Un certain M. Piekielny

Il y a plusieurs manières d’aborder la rentrée littéraire. On peut la subir et se noyer d’effroi devant la masse d’encre et de papier, devant ces centaines de romans d’auteurs célèbres ou débutants, ou on peut l’aborder de manière joyeuse, comme une chasse au trésor où il faut trier, commencer, effeuiller, fureter, piocher, dénicher, refermer, retourner, recommencer… Alors on profite des douces soirées d’été pour glisser entre les mots, s’immiscer dans l’intimité ou la créativité d’inconnus. On laisse de côté les bonnes copies sans âme, les arnaques et les fabrications, ceux qui n’ont rien à dire ou ne savent pas écrire. Et on trie, commence, effeuille, furète, pioche, déniche, referme, retourne, recommence…

Souvent on profite d’un moment de calme à la librairie, et on essaie sans trop y croire le nouveau roman d’un auteur dont on a entendu du bien, ou celui qu’il serait bon de lire. Souvent ça ne marche pas du tout. On rit ou on grimace, et on se dit : « non, ce n’est vraiment pas possible ! »

Mais parfois, ça marche.

Difficile de dire à quel moment, à quel juste moment, le déclic se fait. Une phrase, au milieu, au début, un paragraphe… Alors on s’installe dans le fauteuil et on commence. Et quand un client entre et vous surprend plongé dans votre livre, vous souriez car vous savez que vous le retrouverez ce soir (le roman, pas le client!) et qu’il y a de fortes chances pour que vous vous soyez fait un nouvel ami.

Cela m’est arrivé des dizaines de fois.

Cela m’est arrivé cet été.

Maintenant je vais vous parler d’un certain M. Piekielny.

Ce personnage évoqué dans La promesse de l’aube, l’autobiographie (ou présentée comme telle) de Romain Gary, l’écrivain François-Henri Désérable est parti à sa recherche. Un peu par hasard semble-t-il, lors d’un séjour à Vilnius, lors d’une déambulation qui l’a amené devant le n°16 de la rue Grande-Pohulanka, où Roman Kacew (pas encore Gary), a passé une partie de son enfance.

M.Piekielny a-t-il existé ou n’est-il que le fruit de l’imagination de Romain Gary ? D’archives manuscrites en rencontres fortuites, peu à peu va se dessiner la vie de cet homme modeste et effacé, pris dans les cauchemars de l’Histoire.

De rebondissements en coups de théâtre, l’auteur esquisse sa vie, ce qu’elle aurait pu être, ce qu’elle a été, ce qu’elle ne sera jamais… Et c’est tout le miracle de ce livre, d’être emporté et ému par une vie imaginaire, par un homme qui par la grâce d’une plume, finit par exister.

Mais derrière M. Piekielny se cache l’un des grands écrivains français du XXième siècle.

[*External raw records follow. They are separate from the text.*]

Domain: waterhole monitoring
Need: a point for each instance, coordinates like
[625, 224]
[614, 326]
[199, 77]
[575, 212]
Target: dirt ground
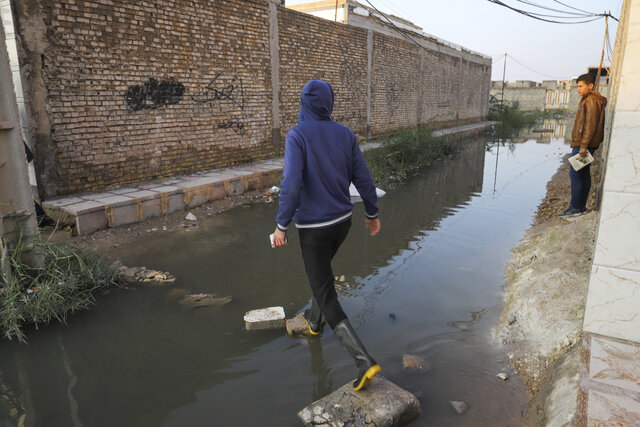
[546, 287]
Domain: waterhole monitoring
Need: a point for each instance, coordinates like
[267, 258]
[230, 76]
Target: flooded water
[430, 284]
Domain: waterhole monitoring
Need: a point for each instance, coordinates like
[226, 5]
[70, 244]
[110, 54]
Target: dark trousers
[580, 183]
[319, 246]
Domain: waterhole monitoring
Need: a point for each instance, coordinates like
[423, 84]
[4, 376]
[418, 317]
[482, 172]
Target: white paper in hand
[578, 162]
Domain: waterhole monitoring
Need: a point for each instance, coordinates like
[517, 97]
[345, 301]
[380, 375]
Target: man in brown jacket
[588, 133]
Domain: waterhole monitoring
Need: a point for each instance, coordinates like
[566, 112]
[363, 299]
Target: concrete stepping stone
[381, 403]
[264, 318]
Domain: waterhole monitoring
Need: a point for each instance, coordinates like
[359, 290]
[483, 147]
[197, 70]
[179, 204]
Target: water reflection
[140, 359]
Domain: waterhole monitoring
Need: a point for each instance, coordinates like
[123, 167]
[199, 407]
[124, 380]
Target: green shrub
[65, 281]
[403, 153]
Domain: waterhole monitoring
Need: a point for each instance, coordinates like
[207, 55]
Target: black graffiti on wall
[217, 91]
[154, 94]
[236, 125]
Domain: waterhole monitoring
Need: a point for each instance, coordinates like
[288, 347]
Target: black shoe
[367, 367]
[315, 327]
[572, 212]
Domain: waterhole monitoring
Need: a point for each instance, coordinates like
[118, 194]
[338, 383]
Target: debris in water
[415, 363]
[145, 275]
[204, 300]
[177, 293]
[459, 406]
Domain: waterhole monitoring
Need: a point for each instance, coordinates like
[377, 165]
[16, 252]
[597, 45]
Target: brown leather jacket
[588, 130]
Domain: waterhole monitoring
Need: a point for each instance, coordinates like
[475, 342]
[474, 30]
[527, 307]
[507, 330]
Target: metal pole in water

Un auteur complexe et insaisissable, mais aussi un homme d’action, un mondain, un fils marqué à vie par l’amour déraisonné de sa mère, à laquelle il ne cessera de rendre hommage.

Je n’ai jamais lu La promesse de l’aube.

Mais depuis que j’ai découvert Un certain M. Piekielny, j’ai l’envie irrésistible de m’y plonger. Jamais un auteur ne m’aura autant donné envie d’en découvrir un autre. Mais si je pense à M. Piekielny, si je pense à Romain Gary, je n’oublie pas M. Désérable car c’est un écrivain doué et sensible. Son livre merveilleux est tout à la fois une quête de vérité, une fable astucieuse mais aussi une réflexion sur la fiction, le pouvoir des mots et la force de l’imagination. Faut-il rêver nos vies pour être au plus près de la vérité ?

Lisez, et vous saurez.

Frédéric.

François-Henri Désérable est aussi l’auteur d’Evariste et de Tu montreras ma tête au peuple, tous deux publiés chez Gallimard.

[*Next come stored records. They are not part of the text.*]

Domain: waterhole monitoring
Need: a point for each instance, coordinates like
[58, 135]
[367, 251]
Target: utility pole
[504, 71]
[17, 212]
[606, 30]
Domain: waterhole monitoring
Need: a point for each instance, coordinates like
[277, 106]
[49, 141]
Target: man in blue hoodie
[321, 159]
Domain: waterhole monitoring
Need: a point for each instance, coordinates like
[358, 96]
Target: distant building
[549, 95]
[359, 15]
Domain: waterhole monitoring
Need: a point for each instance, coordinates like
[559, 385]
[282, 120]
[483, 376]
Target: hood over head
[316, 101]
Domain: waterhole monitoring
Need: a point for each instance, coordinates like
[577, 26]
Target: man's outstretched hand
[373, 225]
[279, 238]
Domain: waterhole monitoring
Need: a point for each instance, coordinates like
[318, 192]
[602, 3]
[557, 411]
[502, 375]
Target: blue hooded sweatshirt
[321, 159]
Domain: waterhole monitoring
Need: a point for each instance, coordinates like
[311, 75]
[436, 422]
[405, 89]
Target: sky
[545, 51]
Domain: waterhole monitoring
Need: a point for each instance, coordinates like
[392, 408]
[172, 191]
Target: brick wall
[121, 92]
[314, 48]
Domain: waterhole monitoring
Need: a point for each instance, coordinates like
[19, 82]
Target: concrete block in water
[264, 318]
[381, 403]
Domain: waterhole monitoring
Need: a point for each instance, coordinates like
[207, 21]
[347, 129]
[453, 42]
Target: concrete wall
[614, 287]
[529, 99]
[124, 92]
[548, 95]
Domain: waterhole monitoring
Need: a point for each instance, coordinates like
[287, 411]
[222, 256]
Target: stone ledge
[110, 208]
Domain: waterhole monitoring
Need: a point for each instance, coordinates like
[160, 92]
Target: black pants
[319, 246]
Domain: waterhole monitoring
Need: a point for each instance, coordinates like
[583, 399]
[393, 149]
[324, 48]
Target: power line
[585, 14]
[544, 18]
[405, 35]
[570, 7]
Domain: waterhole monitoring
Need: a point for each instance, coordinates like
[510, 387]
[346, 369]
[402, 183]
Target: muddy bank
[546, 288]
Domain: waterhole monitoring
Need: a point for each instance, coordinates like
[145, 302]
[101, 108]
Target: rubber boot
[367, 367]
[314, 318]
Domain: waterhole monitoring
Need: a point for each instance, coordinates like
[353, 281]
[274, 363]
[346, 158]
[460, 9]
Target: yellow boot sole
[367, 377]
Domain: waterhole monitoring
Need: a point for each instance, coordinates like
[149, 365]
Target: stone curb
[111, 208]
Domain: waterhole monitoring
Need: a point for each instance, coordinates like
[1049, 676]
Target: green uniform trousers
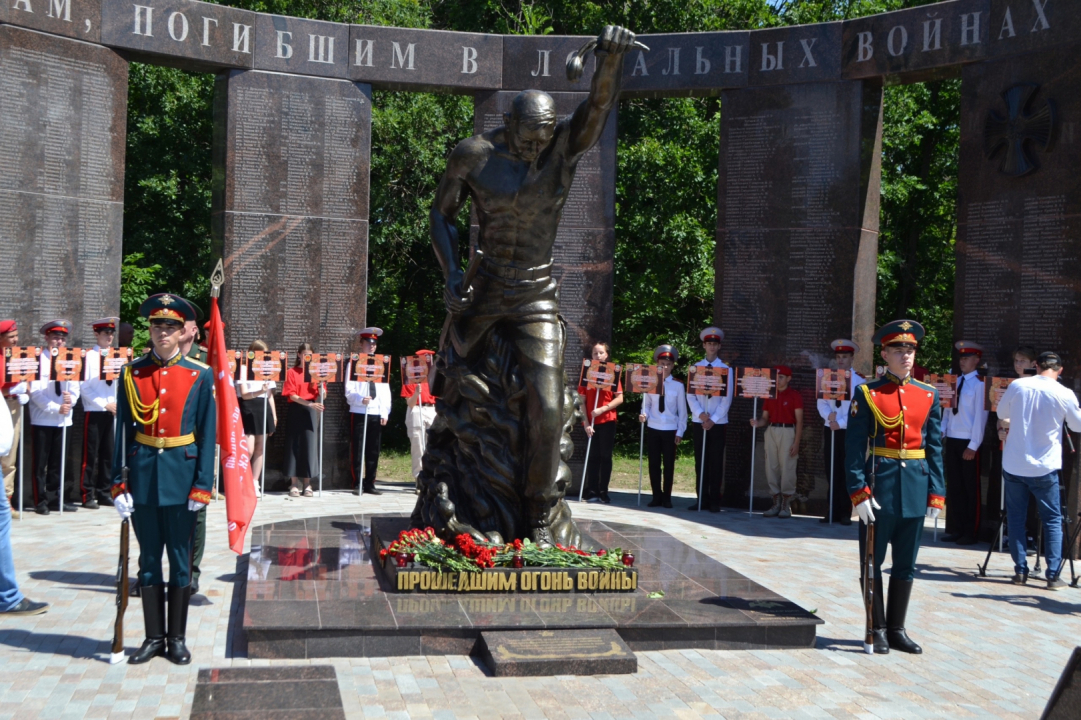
[167, 528]
[198, 543]
[903, 535]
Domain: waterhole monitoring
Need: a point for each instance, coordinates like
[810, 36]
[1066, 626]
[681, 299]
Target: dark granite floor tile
[449, 642]
[272, 715]
[701, 613]
[430, 610]
[391, 645]
[281, 614]
[294, 672]
[356, 614]
[276, 644]
[263, 696]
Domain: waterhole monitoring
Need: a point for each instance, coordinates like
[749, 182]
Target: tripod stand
[1069, 537]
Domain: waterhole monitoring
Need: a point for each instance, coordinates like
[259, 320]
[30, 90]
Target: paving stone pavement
[990, 649]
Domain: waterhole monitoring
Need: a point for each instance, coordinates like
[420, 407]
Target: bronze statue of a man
[494, 465]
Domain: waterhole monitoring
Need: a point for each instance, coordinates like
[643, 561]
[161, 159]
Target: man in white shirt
[1032, 410]
[963, 428]
[99, 403]
[12, 601]
[710, 416]
[665, 415]
[51, 407]
[369, 407]
[835, 414]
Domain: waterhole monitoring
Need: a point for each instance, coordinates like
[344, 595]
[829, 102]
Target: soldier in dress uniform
[963, 428]
[165, 409]
[52, 403]
[893, 451]
[835, 413]
[99, 407]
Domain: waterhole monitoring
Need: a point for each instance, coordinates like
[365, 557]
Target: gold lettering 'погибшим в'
[515, 581]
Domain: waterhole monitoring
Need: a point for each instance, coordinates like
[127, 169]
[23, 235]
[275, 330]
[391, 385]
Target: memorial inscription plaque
[797, 212]
[291, 213]
[63, 122]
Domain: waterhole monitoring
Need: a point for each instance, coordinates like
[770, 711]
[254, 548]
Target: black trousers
[714, 461]
[962, 489]
[842, 504]
[661, 444]
[48, 445]
[371, 450]
[599, 471]
[94, 480]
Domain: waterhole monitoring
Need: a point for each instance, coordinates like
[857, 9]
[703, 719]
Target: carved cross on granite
[1018, 128]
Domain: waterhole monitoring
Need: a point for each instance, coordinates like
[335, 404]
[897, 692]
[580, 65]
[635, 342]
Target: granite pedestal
[312, 591]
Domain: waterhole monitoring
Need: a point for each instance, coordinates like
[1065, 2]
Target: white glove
[124, 505]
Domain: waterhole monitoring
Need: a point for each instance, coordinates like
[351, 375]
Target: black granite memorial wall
[585, 241]
[1018, 244]
[797, 243]
[291, 174]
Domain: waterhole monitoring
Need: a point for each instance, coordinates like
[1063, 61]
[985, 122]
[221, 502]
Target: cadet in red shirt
[599, 472]
[783, 420]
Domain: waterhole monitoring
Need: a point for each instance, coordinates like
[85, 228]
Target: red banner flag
[236, 464]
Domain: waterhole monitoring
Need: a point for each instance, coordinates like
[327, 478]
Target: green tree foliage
[168, 183]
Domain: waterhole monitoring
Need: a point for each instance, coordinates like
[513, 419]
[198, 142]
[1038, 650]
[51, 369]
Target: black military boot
[899, 592]
[154, 618]
[878, 620]
[175, 650]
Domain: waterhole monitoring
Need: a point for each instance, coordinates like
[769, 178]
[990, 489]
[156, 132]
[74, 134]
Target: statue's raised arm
[587, 123]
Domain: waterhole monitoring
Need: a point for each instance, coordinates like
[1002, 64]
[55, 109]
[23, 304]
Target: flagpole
[589, 442]
[322, 396]
[22, 455]
[753, 437]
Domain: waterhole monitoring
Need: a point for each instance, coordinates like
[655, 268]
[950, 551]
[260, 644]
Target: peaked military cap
[165, 306]
[665, 351]
[899, 332]
[711, 334]
[56, 327]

« La nuit des temps est pleine de mères admirables, inconnues, ignorées, entièrement inconscientes de leur grandeur comme le fut ma mère. Il est vrai qu’elle était exceptionnelle par le panache, par la couleur, la flamboyance, mais pas par l’amour. Elle était dans le peloton de tête, c’est tout. Les mères, ce n’est jamais bien payé, vous savez. La mienne, au moins, a eu droit à un livre. »

piekielny

Un certain M. Piekielny, François-Henri Désérable, éditions Gallimard 19.50 €

Une réponse

  1. Une magnifique analyse que je me suis empressée de partager sur ma page FB! Mon frère, tu écris toujours superbement bien et sais rendre si bien hommage à tant d’écrivains, les anciens comme les nouveaux!